21 April, 2007

Killing time at work

It's amazing how many semi-constructive ways there are to kill time on the internet. Between tagging my photos on flickr, Facebook, writing this blog and clicking 'random article' on Wikipedia, I've discovered LibraryThing, which allows you to catalogue your books online. It makes it very easy to catalogue books: you can search for them in different libraries including the Library of Congress, or on the various Amazons (.com, .co.uk, .de, etc); you can even edit your catalogue so it displays the correct covers for your books. It's also got a social aspect - like MySpace for readers - where you can comment on other people's collections, chat, or see whose collections overlap with your own.

I've only catalogued 80-odd books so far - partly by memory at work, partly from taking random books off the shelf today - but oddly, in the list of people who have the same books as me I've spotted two people I think I know. It's a small world...

5 comments:

Phil said...

If you're really bored you can look at mine (under my GU username) and compare, although I've bought about 200 books since I entered them.

woodscolt said...

Blimey, cataloguing over 2000 books is good going. We have 19 shared books, although I've only catalogued a hundred so far.

I'm thinking of borrowing a barcode scanner from work and adding my books that way: quicker than typing in ISBNs.

I clicked on your username - your cycle trip looks fun. How long do you think it will take you?

Phil said...

ooh, that shouldn't be viewable yet, I haven't announced it...need to sort out who I'll be raising money for, and work out how the blog works. It should take two weeks, I'm doing it in 3 weeks time. I'm not fit enough, but then it wouldn't be much of a challenge if I were.

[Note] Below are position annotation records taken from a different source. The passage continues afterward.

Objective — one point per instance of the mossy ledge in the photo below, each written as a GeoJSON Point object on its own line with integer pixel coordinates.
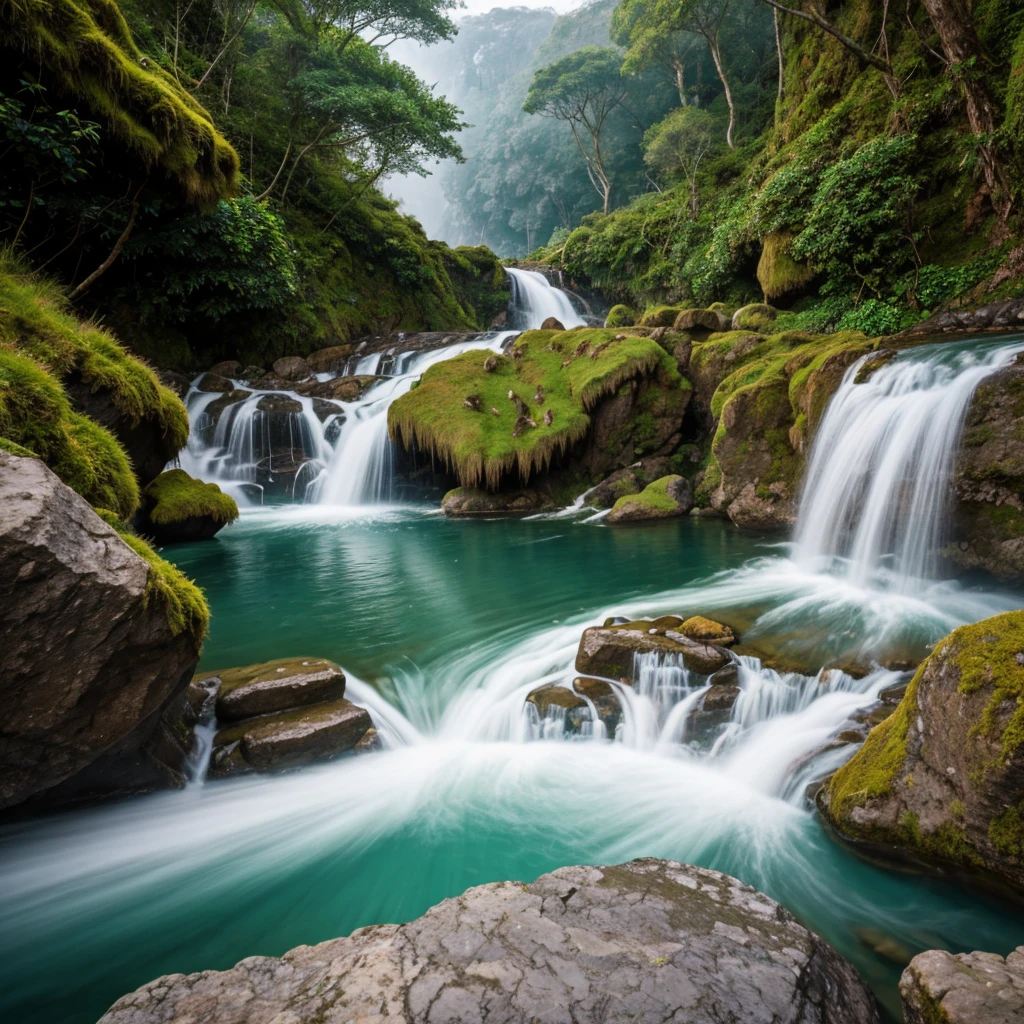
{"type": "Point", "coordinates": [175, 496]}
{"type": "Point", "coordinates": [462, 415]}
{"type": "Point", "coordinates": [942, 779]}
{"type": "Point", "coordinates": [87, 48]}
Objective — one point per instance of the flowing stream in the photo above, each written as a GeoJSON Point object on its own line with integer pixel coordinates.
{"type": "Point", "coordinates": [444, 628]}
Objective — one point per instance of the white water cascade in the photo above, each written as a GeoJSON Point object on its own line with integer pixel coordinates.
{"type": "Point", "coordinates": [346, 457]}
{"type": "Point", "coordinates": [876, 497]}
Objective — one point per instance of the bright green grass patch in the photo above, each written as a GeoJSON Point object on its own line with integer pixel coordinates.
{"type": "Point", "coordinates": [176, 496]}
{"type": "Point", "coordinates": [35, 318]}
{"type": "Point", "coordinates": [574, 369]}
{"type": "Point", "coordinates": [36, 415]}
{"type": "Point", "coordinates": [183, 602]}
{"type": "Point", "coordinates": [653, 498]}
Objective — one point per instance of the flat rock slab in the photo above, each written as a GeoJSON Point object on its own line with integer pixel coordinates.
{"type": "Point", "coordinates": [644, 942]}
{"type": "Point", "coordinates": [609, 650]}
{"type": "Point", "coordinates": [966, 988]}
{"type": "Point", "coordinates": [272, 686]}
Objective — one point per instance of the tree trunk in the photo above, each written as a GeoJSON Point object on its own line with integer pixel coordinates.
{"type": "Point", "coordinates": [716, 55]}
{"type": "Point", "coordinates": [954, 26]}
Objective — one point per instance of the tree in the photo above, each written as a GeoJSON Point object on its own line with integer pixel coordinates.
{"type": "Point", "coordinates": [680, 142]}
{"type": "Point", "coordinates": [648, 24]}
{"type": "Point", "coordinates": [582, 89]}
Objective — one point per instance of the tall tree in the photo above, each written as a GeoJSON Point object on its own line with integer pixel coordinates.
{"type": "Point", "coordinates": [582, 89]}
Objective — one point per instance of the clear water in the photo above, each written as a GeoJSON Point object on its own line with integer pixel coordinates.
{"type": "Point", "coordinates": [453, 621]}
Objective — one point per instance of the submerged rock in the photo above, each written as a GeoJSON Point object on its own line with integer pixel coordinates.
{"type": "Point", "coordinates": [665, 499]}
{"type": "Point", "coordinates": [939, 987]}
{"type": "Point", "coordinates": [271, 686]}
{"type": "Point", "coordinates": [91, 658]}
{"type": "Point", "coordinates": [650, 940]}
{"type": "Point", "coordinates": [464, 502]}
{"type": "Point", "coordinates": [609, 650]}
{"type": "Point", "coordinates": [942, 777]}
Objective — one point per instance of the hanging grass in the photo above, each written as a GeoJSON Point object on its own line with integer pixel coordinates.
{"type": "Point", "coordinates": [574, 369]}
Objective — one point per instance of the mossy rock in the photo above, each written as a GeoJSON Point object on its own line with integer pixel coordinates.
{"type": "Point", "coordinates": [942, 778]}
{"type": "Point", "coordinates": [621, 315]}
{"type": "Point", "coordinates": [87, 48]}
{"type": "Point", "coordinates": [555, 380]}
{"type": "Point", "coordinates": [177, 508]}
{"type": "Point", "coordinates": [659, 316]}
{"type": "Point", "coordinates": [778, 272]}
{"type": "Point", "coordinates": [664, 499]}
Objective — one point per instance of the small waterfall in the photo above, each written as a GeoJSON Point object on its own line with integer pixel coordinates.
{"type": "Point", "coordinates": [875, 500]}
{"type": "Point", "coordinates": [534, 300]}
{"type": "Point", "coordinates": [272, 445]}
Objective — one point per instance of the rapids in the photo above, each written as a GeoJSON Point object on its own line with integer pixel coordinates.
{"type": "Point", "coordinates": [444, 627]}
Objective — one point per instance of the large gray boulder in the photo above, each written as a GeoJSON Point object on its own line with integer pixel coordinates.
{"type": "Point", "coordinates": [967, 988]}
{"type": "Point", "coordinates": [88, 665]}
{"type": "Point", "coordinates": [643, 942]}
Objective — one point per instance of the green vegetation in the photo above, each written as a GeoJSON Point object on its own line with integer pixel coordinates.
{"type": "Point", "coordinates": [175, 496]}
{"type": "Point", "coordinates": [462, 414]}
{"type": "Point", "coordinates": [182, 601]}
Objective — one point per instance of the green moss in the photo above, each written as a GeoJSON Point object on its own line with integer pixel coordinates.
{"type": "Point", "coordinates": [990, 654]}
{"type": "Point", "coordinates": [36, 414]}
{"type": "Point", "coordinates": [654, 498]}
{"type": "Point", "coordinates": [175, 496]}
{"type": "Point", "coordinates": [574, 370]}
{"type": "Point", "coordinates": [621, 315]}
{"type": "Point", "coordinates": [1006, 832]}
{"type": "Point", "coordinates": [86, 46]}
{"type": "Point", "coordinates": [871, 772]}
{"type": "Point", "coordinates": [182, 601]}
{"type": "Point", "coordinates": [35, 317]}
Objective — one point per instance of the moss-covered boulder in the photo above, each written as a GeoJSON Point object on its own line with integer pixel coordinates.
{"type": "Point", "coordinates": [465, 503]}
{"type": "Point", "coordinates": [659, 316]}
{"type": "Point", "coordinates": [497, 421]}
{"type": "Point", "coordinates": [940, 987]}
{"type": "Point", "coordinates": [99, 639]}
{"type": "Point", "coordinates": [988, 480]}
{"type": "Point", "coordinates": [667, 498]}
{"type": "Point", "coordinates": [769, 394]}
{"type": "Point", "coordinates": [610, 650]}
{"type": "Point", "coordinates": [177, 508]}
{"type": "Point", "coordinates": [76, 397]}
{"type": "Point", "coordinates": [942, 779]}
{"type": "Point", "coordinates": [756, 316]}
{"type": "Point", "coordinates": [621, 315]}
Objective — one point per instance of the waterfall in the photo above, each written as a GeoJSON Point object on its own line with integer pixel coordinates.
{"type": "Point", "coordinates": [534, 300]}
{"type": "Point", "coordinates": [875, 506]}
{"type": "Point", "coordinates": [272, 445]}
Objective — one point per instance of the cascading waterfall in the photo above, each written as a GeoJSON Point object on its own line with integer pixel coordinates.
{"type": "Point", "coordinates": [346, 457]}
{"type": "Point", "coordinates": [535, 299]}
{"type": "Point", "coordinates": [876, 496]}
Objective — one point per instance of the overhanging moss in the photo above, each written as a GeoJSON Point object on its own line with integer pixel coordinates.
{"type": "Point", "coordinates": [573, 369]}
{"type": "Point", "coordinates": [35, 317]}
{"type": "Point", "coordinates": [174, 497]}
{"type": "Point", "coordinates": [86, 46]}
{"type": "Point", "coordinates": [35, 414]}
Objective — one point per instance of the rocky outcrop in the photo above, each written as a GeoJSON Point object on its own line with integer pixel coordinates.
{"type": "Point", "coordinates": [1007, 314]}
{"type": "Point", "coordinates": [649, 940]}
{"type": "Point", "coordinates": [609, 650]}
{"type": "Point", "coordinates": [668, 498]}
{"type": "Point", "coordinates": [468, 502]}
{"type": "Point", "coordinates": [942, 779]}
{"type": "Point", "coordinates": [91, 656]}
{"type": "Point", "coordinates": [988, 481]}
{"type": "Point", "coordinates": [967, 988]}
{"type": "Point", "coordinates": [284, 714]}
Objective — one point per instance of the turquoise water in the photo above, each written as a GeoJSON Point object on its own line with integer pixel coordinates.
{"type": "Point", "coordinates": [451, 621]}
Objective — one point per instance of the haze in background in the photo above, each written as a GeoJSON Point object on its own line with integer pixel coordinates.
{"type": "Point", "coordinates": [469, 71]}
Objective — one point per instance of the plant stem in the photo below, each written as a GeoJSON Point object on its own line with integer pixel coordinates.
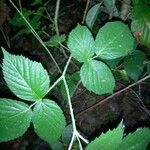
{"type": "Point", "coordinates": [85, 12]}
{"type": "Point", "coordinates": [113, 95]}
{"type": "Point", "coordinates": [55, 83]}
{"type": "Point", "coordinates": [36, 35]}
{"type": "Point", "coordinates": [56, 16]}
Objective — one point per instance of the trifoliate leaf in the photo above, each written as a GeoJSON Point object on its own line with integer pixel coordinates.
{"type": "Point", "coordinates": [138, 140]}
{"type": "Point", "coordinates": [55, 40]}
{"type": "Point", "coordinates": [48, 120]}
{"type": "Point", "coordinates": [134, 64]}
{"type": "Point", "coordinates": [26, 79]}
{"type": "Point", "coordinates": [81, 43]}
{"type": "Point", "coordinates": [97, 77]}
{"type": "Point", "coordinates": [92, 15]}
{"type": "Point", "coordinates": [108, 141]}
{"type": "Point", "coordinates": [140, 25]}
{"type": "Point", "coordinates": [71, 85]}
{"type": "Point", "coordinates": [15, 118]}
{"type": "Point", "coordinates": [114, 40]}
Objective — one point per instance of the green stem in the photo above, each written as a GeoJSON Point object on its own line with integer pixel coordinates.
{"type": "Point", "coordinates": [36, 35]}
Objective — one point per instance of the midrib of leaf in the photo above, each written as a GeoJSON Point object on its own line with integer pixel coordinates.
{"type": "Point", "coordinates": [19, 113]}
{"type": "Point", "coordinates": [108, 45]}
{"type": "Point", "coordinates": [24, 80]}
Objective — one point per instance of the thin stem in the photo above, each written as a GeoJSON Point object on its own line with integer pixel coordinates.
{"type": "Point", "coordinates": [113, 95]}
{"type": "Point", "coordinates": [55, 83]}
{"type": "Point", "coordinates": [83, 139]}
{"type": "Point", "coordinates": [80, 145]}
{"type": "Point", "coordinates": [20, 5]}
{"type": "Point", "coordinates": [71, 142]}
{"type": "Point", "coordinates": [86, 9]}
{"type": "Point", "coordinates": [67, 64]}
{"type": "Point", "coordinates": [70, 104]}
{"type": "Point", "coordinates": [5, 37]}
{"type": "Point", "coordinates": [36, 35]}
{"type": "Point", "coordinates": [56, 16]}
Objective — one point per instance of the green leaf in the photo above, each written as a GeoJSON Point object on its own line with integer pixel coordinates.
{"type": "Point", "coordinates": [97, 77]}
{"type": "Point", "coordinates": [26, 79]}
{"type": "Point", "coordinates": [111, 8]}
{"type": "Point", "coordinates": [48, 120]}
{"type": "Point", "coordinates": [67, 134]}
{"type": "Point", "coordinates": [112, 63]}
{"type": "Point", "coordinates": [81, 43]}
{"type": "Point", "coordinates": [140, 25]}
{"type": "Point", "coordinates": [134, 64]}
{"type": "Point", "coordinates": [92, 15]}
{"type": "Point", "coordinates": [138, 140]}
{"type": "Point", "coordinates": [15, 118]}
{"type": "Point", "coordinates": [55, 40]}
{"type": "Point", "coordinates": [71, 86]}
{"type": "Point", "coordinates": [108, 141]}
{"type": "Point", "coordinates": [114, 40]}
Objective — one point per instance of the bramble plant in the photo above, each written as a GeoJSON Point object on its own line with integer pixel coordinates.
{"type": "Point", "coordinates": [99, 56]}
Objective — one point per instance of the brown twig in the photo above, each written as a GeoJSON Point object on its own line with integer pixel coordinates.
{"type": "Point", "coordinates": [112, 96]}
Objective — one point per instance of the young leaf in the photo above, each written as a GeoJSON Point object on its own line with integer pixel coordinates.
{"type": "Point", "coordinates": [134, 64]}
{"type": "Point", "coordinates": [140, 25]}
{"type": "Point", "coordinates": [114, 40]}
{"type": "Point", "coordinates": [15, 118]}
{"type": "Point", "coordinates": [48, 120]}
{"type": "Point", "coordinates": [138, 140]}
{"type": "Point", "coordinates": [26, 79]}
{"type": "Point", "coordinates": [108, 141]}
{"type": "Point", "coordinates": [92, 15]}
{"type": "Point", "coordinates": [97, 77]}
{"type": "Point", "coordinates": [81, 43]}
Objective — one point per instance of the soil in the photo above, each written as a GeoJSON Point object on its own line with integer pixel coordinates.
{"type": "Point", "coordinates": [91, 121]}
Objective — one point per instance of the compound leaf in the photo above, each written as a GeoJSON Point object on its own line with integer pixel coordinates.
{"type": "Point", "coordinates": [108, 141]}
{"type": "Point", "coordinates": [134, 64]}
{"type": "Point", "coordinates": [114, 40]}
{"type": "Point", "coordinates": [48, 120]}
{"type": "Point", "coordinates": [15, 118]}
{"type": "Point", "coordinates": [140, 25]}
{"type": "Point", "coordinates": [97, 77]}
{"type": "Point", "coordinates": [26, 79]}
{"type": "Point", "coordinates": [81, 43]}
{"type": "Point", "coordinates": [138, 140]}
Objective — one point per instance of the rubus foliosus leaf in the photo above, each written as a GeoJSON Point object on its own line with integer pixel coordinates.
{"type": "Point", "coordinates": [26, 79]}
{"type": "Point", "coordinates": [107, 141]}
{"type": "Point", "coordinates": [138, 140]}
{"type": "Point", "coordinates": [48, 120]}
{"type": "Point", "coordinates": [97, 77]}
{"type": "Point", "coordinates": [114, 40]}
{"type": "Point", "coordinates": [15, 118]}
{"type": "Point", "coordinates": [134, 64]}
{"type": "Point", "coordinates": [92, 15]}
{"type": "Point", "coordinates": [81, 43]}
{"type": "Point", "coordinates": [140, 25]}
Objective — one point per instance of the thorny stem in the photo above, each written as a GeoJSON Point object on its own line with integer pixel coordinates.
{"type": "Point", "coordinates": [36, 35]}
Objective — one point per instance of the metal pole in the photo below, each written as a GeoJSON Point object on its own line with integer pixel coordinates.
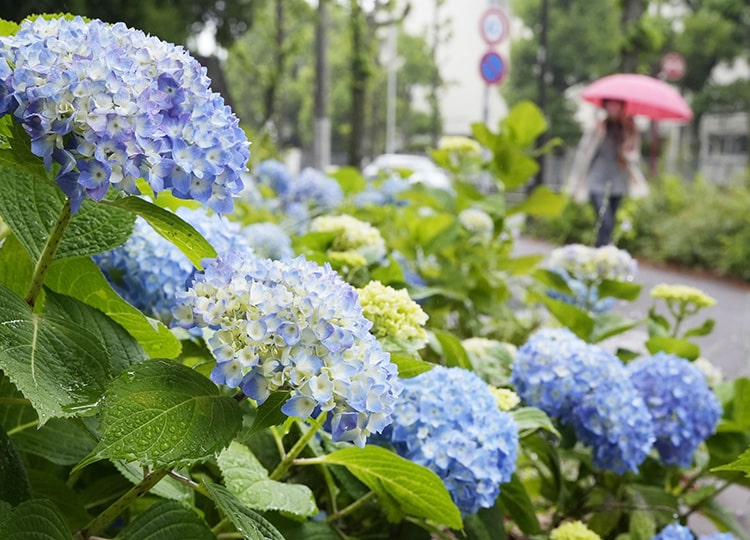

20% overlap so far is actually pretty good. I did them all in a few days when I was bored (and probably unemployed) Haven't maintained it though. It's quite useful, as with last.fm, for tracing writers similar to the ones you know, but I got bored of it quite quickly. We should have a good overlap, although depends how many French and German classics you have in English or in original languages.

woodscolt said...

I think it ignores what language it's in; my copy of Barthes' Mythologies is in French and it's listing it as one of our shared books, and again for Radetzkymarsch and Les liaisons dangereuses.

Phil said...

I have Les Liaisons Dangereuses in French too, one of only about 3 books in foreign languages (Zazie dans le Metro is another). Cursed monoglot, but I do have about 600 in translation.